'I would describe the situation as high but stable,' scientist says of COVID

June 27, 2022
Transmission electron micrograph of SARS-CoV-2 virus particles, isolated from a patient. Image captured and color-enhanced at the NIAID Integrated Research Facility (IRF) in Fort Detrick, Maryland. Credit: NIAID
SARS-CoV-2 virus particles, isolated from a patient. Image captured and color-enhanced at the NIAID Integrated Research Facility in Fort Detrick, Maryland. Courtesy of National Institute of Allergy and Infectious Diseases.
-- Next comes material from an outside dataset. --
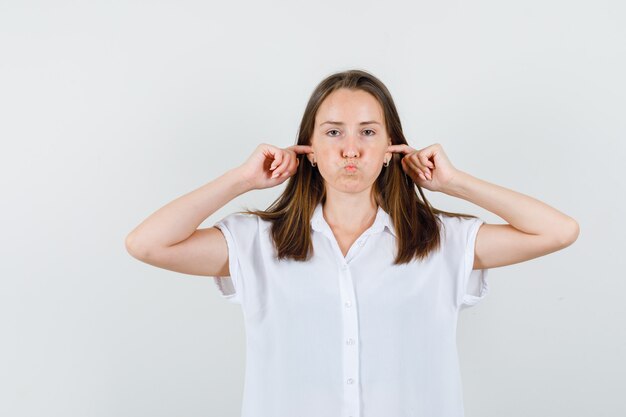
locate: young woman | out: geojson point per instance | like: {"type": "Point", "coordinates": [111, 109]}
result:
{"type": "Point", "coordinates": [350, 282]}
Two and a half years into a pandemic that has led to a lot of firsts for this era, a scientist at the Medical University of South Carolina said he’s seeing another one this summer.

 

“I don't think we've ever been in a time where we're having a surge coupled with a lot of people being unaware of it and with minimal masking and distancing and favoring outdoors over indoors. The vast majority of people are not doing any of those things. That's unique.”

 

But Michael Sweat, Ph.D., a professor in MUSC’s College of Medicine, an adjunct professor in the Johns Hopkins Bloomberg School of Public Health and a former research scientist with the Centers for Disease Control and Prevention, said context is key. In the early days of the pandemic, people were afraid of dying from COVID. Fewer feel that way now – with good reason.

 

“We've definitely seen a very low mortality rate in this surge. I think it's largely due to the immunity that's out there because so many people have caught it or had vaccinations.”

 

Long COVID, however, is a real concern, Sweat said. “I think a fair number of people, something like 20 to 30%, get what might technically be called long COVID.” The most reported symptoms of long COVID include fatigue and brain fog, according to the American Medical Association.

 

The way to prevent that is to avoid getting COVID, Sweat said. But that may not be easy right now for people who aren’t careful. It’s hard to tell exactly what the COVID case numbers are for the Charleston Tri-county area because so much testing is done at home. But using scientific modeling, Sweat thinks he has a pretty good idea. “I would describe the situation as high but stable.”

 

Dr. Michael Sweat 
Dr. Michael Sweat

Could that stability be shaken by the upcoming Fourth of July holiday? Maybe, Sweat said. “Big holidays in general have tended to correlate with little bumps afterward. Sometimes big bumps. A lot of people are going to be getting together, and it's hot now, so people stay inside in the air conditioning a fair amount. That can lead to a lot of transmission — and there’s already a lot of transmission going on.”

 

But he’s encouraged that a recent weekly update from the South Carolina Department of Health and Environmental Control showed a 15% decrease in COVID cases for the Charleston Tri-county area. “It can go down and then back up again. So you want to see a consistent pattern before you get too excited.”

 

That caution is due not only to the upcoming holiday but also the coronavirus’s evolution. We’ve seen a series of variants. Omicron is dominant these days. Its subvariants BA.4 and BA.5 recently showed up in testing at MUSC.

 

“It looks like they’ll take over. And that could lead us down a path of more serious illness,” Sweat said.

 

“The other thing about BA.4 and BA.5 is that you can get reinfected. Same with BA.2. If you had it, two weeks later, you could catch the virus again. It was able to overcome immunity gained from earlier variants. So that's what the virus does — it mutates toward transmissibility.”

 

But tools to combat COVID are evolving, too, Sweat said. “Moderna has been testing a bivalent vaccine, meaning it has two components: the old original one, which came from the Wuhan variant, and an Omicron-specific component. Pfizer's also working on that. So that'll be a big breakthrough. I think it'll really make a difference, is my guess.”

 

A breakthrough – for the people who choose to get the updated shots. “I don't know that people are going to take vaccines much anymore. Some will, but you're still going to have those people who will never take a vaccine, and particularly an mRNA vaccine. And so on a public health level, it'll certainly help a lot, but it may not be a game changer.”